I believe that writing about something you’re familiar with is equally hard as it is easy. When I want to write about something I am very familiar with, it can sometimes be easier for me because I can probably reference things about it that others can’t or wouldn’t have thought of. For example, for writing exercise 7, we had to write about something we are informed about so I wrote about my body which I obviously have the most knowledge about and experience with than anyone else could. But at the same time, writing about something I’m so familiar with makes me uncomfortable. I feel like I’m trying to capture something that will never be accurately described. At least with something I’m not as familiar with, I know that I won’t get it all completely right so I give myself more freedom. But with topics I’m more familiar with and informed on, I feel more pressure to be very accurate about every thing I say.

“Scissor” Through

Last week in class for my tangible item, I brought in a scissor. I felt that this item represented the tension throughout David Herd’s collection of poems in Through.
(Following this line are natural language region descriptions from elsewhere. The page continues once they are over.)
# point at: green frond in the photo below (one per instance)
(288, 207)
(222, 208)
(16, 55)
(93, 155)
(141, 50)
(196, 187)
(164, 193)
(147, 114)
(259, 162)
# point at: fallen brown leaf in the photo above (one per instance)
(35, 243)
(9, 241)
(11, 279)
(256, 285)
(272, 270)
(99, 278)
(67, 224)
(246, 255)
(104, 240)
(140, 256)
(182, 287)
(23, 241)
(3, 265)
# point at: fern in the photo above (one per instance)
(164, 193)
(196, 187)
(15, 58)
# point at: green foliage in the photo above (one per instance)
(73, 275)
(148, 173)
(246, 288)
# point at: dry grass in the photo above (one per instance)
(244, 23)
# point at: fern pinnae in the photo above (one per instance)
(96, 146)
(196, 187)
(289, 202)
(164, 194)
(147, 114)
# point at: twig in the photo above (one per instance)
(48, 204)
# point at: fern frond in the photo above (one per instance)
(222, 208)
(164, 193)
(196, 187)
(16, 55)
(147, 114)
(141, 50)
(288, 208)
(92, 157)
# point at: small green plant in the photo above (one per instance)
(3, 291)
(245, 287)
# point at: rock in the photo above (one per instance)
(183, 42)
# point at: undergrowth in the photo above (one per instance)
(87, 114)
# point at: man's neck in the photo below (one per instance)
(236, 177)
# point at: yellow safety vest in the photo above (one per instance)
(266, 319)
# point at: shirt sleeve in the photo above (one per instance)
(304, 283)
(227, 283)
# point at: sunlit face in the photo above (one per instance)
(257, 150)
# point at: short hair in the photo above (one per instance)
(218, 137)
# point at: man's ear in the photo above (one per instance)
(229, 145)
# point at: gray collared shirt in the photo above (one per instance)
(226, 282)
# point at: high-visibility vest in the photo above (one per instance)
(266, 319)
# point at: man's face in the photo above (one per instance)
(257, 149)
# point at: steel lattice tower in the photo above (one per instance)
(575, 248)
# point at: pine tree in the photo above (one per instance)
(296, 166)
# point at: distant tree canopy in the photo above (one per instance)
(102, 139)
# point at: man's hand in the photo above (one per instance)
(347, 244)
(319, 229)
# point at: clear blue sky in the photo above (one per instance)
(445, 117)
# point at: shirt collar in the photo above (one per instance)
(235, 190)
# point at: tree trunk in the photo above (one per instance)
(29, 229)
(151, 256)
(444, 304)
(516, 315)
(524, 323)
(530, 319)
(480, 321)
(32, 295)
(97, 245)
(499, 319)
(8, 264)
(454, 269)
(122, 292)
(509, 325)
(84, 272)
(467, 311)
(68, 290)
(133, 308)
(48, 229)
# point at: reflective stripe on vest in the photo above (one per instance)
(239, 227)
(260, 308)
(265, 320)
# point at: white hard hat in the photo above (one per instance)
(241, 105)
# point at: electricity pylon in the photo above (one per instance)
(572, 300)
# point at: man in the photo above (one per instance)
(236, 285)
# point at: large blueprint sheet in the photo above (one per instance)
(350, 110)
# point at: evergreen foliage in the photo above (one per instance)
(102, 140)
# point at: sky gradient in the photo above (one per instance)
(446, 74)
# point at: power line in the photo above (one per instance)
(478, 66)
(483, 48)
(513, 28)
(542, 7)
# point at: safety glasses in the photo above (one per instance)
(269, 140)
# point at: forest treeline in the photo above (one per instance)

Herd touches up upon various topics in Through such as  politics, intimacy, tension, and human language itself. I found this collection of poems to be rather gripping because it demanded to be read. Each and every word used had a purpose and told it’s story well. There was a heavy attribute of focus which lead to the reader listening to all the concepts this collection had to offer. The poems were all written in free verse which gave them the feel of being light weight, organic, and truthful. This collection is modern and thought provoking. Although this collection feels unforced, there is this tension between the reader and the poems because it forces its reader to engage within the poems on the page. The poems call on you to look harder at the world, whilst also saying that your view is only ever occluded.